Le lundi 22 août 2016 à 13:26 +0200, Tamas Papp a écrit :
> suppose I have variables y, x, and weights w, eg
> 
> x = randn(100)
> σ = 0.1
> w = rand(length(x))
> y = x + σ*randn(length(x))./w
> 
> and I want to estimate
> 
> 1. the coefficient and the intercept (something around 0, and 1)
> 
> 2. and some simple estimate for the standard deviation of the error term
> (eg something around 0.1).
> 
> What's the recommended way of doing this in Julia? GLM allows me to fit
> the model, but I could not figure out how to do it with weights, and I
> have a hard time extracting residuals etc to calculate an estimator for
> sigma (maybe I am doing it wrong, but residuals is not supported for the
> fit object).
> 
> Julia 0.5-rc2, using latest DataFrames, last released GLM.
> 
> To be clear, this does what I want:
> 
> function myfit(y, X, w)
>     W = Diagonal(sqrt(w))
>     WX = W*X
>     Wy = W*y
>     β = WX \ Wy
>     ϵ = Wy-WX*β
>     (β, sqrt(dot(ϵ, ϵ)/(size(X, 1)-size(X, 2))))
> end
> 
> myfit(y, hcat(ones(length(x)), x),  w)
> 
> but I want to learn the "standard" way of doing this.
Unfortunately, I don't think lm/LinearModel supports weights currently,
though the code is prepared in some places to handle them.

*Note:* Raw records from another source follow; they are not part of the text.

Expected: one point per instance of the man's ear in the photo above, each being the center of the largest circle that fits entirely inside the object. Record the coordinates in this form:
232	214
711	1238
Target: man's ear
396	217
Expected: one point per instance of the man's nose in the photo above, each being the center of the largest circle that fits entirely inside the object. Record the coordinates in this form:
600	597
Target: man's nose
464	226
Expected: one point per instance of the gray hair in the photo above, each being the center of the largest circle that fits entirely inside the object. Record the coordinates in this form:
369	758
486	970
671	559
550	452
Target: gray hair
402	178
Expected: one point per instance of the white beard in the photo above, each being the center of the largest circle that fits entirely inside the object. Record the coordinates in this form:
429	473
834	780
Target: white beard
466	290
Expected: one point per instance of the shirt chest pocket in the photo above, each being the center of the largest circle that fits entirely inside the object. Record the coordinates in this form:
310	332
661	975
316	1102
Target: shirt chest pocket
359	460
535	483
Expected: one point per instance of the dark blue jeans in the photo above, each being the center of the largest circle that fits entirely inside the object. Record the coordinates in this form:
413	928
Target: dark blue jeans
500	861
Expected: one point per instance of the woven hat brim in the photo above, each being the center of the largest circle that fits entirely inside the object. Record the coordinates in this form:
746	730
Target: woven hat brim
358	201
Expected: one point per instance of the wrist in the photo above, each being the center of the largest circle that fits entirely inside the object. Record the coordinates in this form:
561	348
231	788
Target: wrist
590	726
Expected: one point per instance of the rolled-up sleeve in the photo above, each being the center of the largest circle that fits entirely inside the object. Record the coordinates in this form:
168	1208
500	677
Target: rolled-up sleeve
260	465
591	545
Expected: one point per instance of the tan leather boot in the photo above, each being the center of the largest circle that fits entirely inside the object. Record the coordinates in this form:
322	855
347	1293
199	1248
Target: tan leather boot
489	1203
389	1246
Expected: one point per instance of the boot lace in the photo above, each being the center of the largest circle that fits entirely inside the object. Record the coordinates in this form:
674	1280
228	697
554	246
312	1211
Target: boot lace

You can fit a generalized linear model with a normal distribution
instead, but weights will be interpreted as case weights, while
weighted least squares would correspond to inverse-variance/precision
weights. This is currently underdocumented. The code to do that would
be:

df = DataFrame(x=x, y=y, w=w)
fit(GeneralizedLinearModel, y ~ x, df, Normal(), IdentityLink(), wts=w)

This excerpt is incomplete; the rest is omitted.